The Journey Through Hallowed Ground National Scenic Byway refers to the 180 mile road that intersects the Journey Through Hallowed Ground National Heritage Area. Once known as Old Carolina Road, the Journey Through Hallowed Ground National Scenic Byway runs 180 miles (290 km) through three states and includes portions of US Rt. 15, VA 231, VA 20, and VA 53, running through Virginia, Maryland, and Pennsylvania. The JTHG National Scenic Byway is one of 150 scenic byways nationwide designated by the U.S. secretary of transportation.

==National History Academy==
In the summer of 2018, the Journey Through Hallowed Ground launched National History Academy, an innovative five-week residential summer program for top high school students from throughout the country. The academy teaches the foundations of American democracy through place-based education.

National History Academy’s mission is to inspire students to understand the foundations of American democracy and the responsibilities of citizenship. The first of its kind, the Academy was founded to address the current crisis in American civic and historical literacy.

During the five-week course, students study American history, from the Native American settlement era through the civil-rights movement, with an emphasis on significant events and figures between 1765 and 1865. The group alternates between classroom studies and visits to historic sites within and near the  Journey Through Hallowed Ground National Heritage Area.

National History Academy’s motto, “Historia Est Magistra Vitae,” is taken from Cicero’s De Oratore and means “history is the teacher of life.”

===Admissions and student life===
The Academy has capacity for ninety rising 10th, 11th, and 12th grade students each summer. In 2018, 233 students applied, and 89 students from 28 states enrolled. Courses are taught by six master teachers. Students are also overseen by twelve college counselors.

National History Academy is hosted at the Foxcroft School in Middleburg, Virginia, a private secondary school. The campus is located 45 miles from Washington, D.C. and within a three-hour drive of all the historic sites that the students visit.
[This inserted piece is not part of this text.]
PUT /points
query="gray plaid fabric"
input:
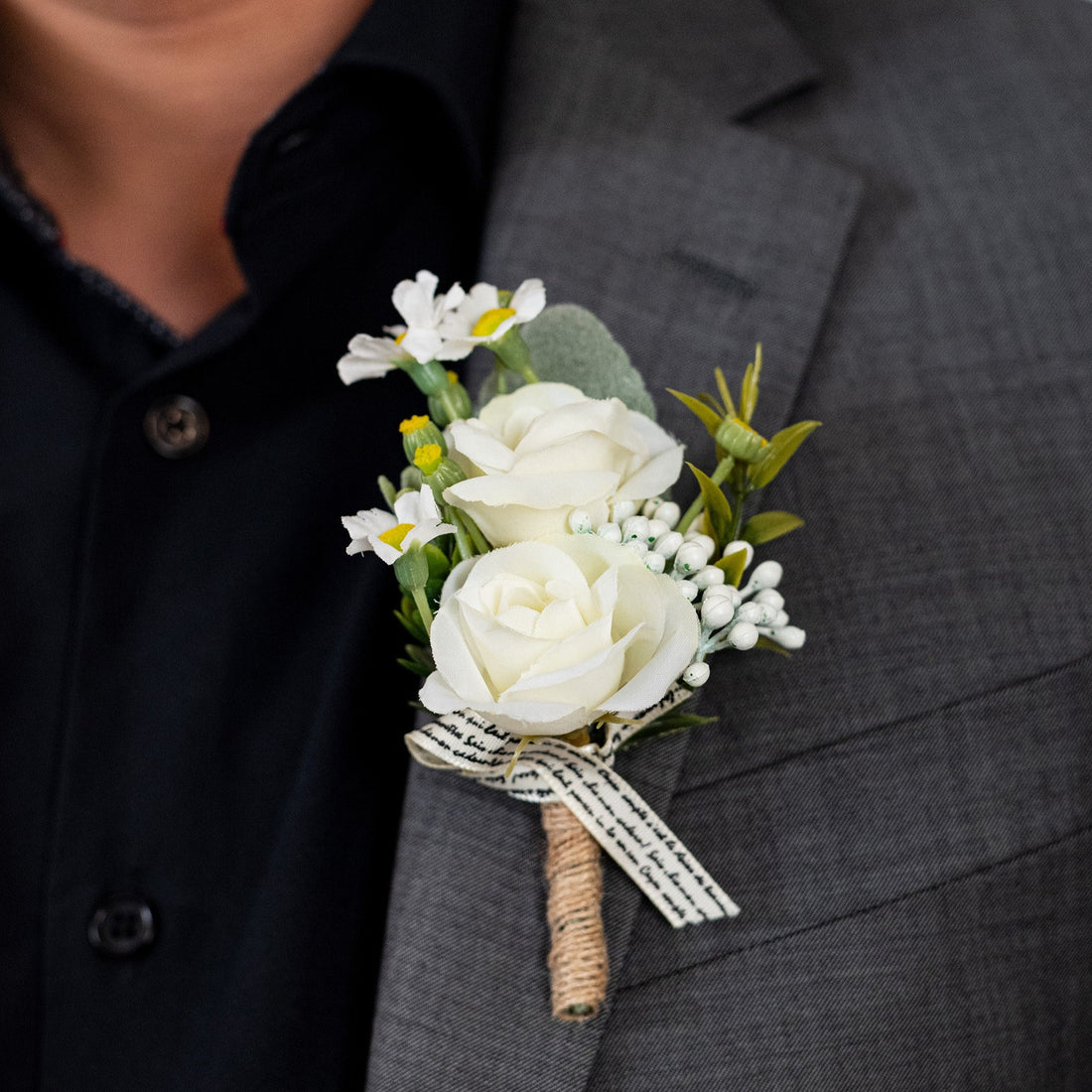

Filmmaker Ken Burns is featured in the Academy’s promotional video.

===Curriculum===
The curriculum is built around four components: (1) history cases; (2) parliamentary debates; (3) a speaker series; and (4) visits to the defining sites of American history.

====History cases====
The Academy uses the case-based History of American Democracy curriculum developed by Harvard Business School Professor David A. Moss. The cases provide an interdisciplinary and contextual examination of key historic events, permitting students to consider multiple viewpoints and to place themselves in the role of decision makers. In 2018, Professor Moss taught the first case on the United States Constitution at James Madison’s Montpelier.

====Braver Angels debates====
The Academy offers a parliamentary debate program in partnership with the Braver Angels and its founder, David Blankenhorn. The College Board provided the initial funding for this partnership. The debates are designed to encourage civil discourse across the partisan divide in an open and respectful environment. This formal style of parliamentary debate allows students to explore challenging contemporary issues in contrast to the historical debates studied in the cases.

====Guest speakers====
The Academy invites more than twenty nationally recognized guest speakers to supplement classroom activities. Among the 2018 guest speakers were David Rubenstein, Ernest Green, Margaret Richardson, Brent Glass, Jon Parrish Peede, Trevor Potter, Douglas Owsley, Ron Maxwell and Robert Duvall.

====Site visits and unique experiences====
The Academy alternates classroom work with visits to the defining historic sites in the region, from Gettysburg to Harpers Ferry, Washington, D.C., Charlottesville and Colonial Williamsburg. Students experience iconic National Parks, museums, presidential homes, battlefields, and Civil Rights sites.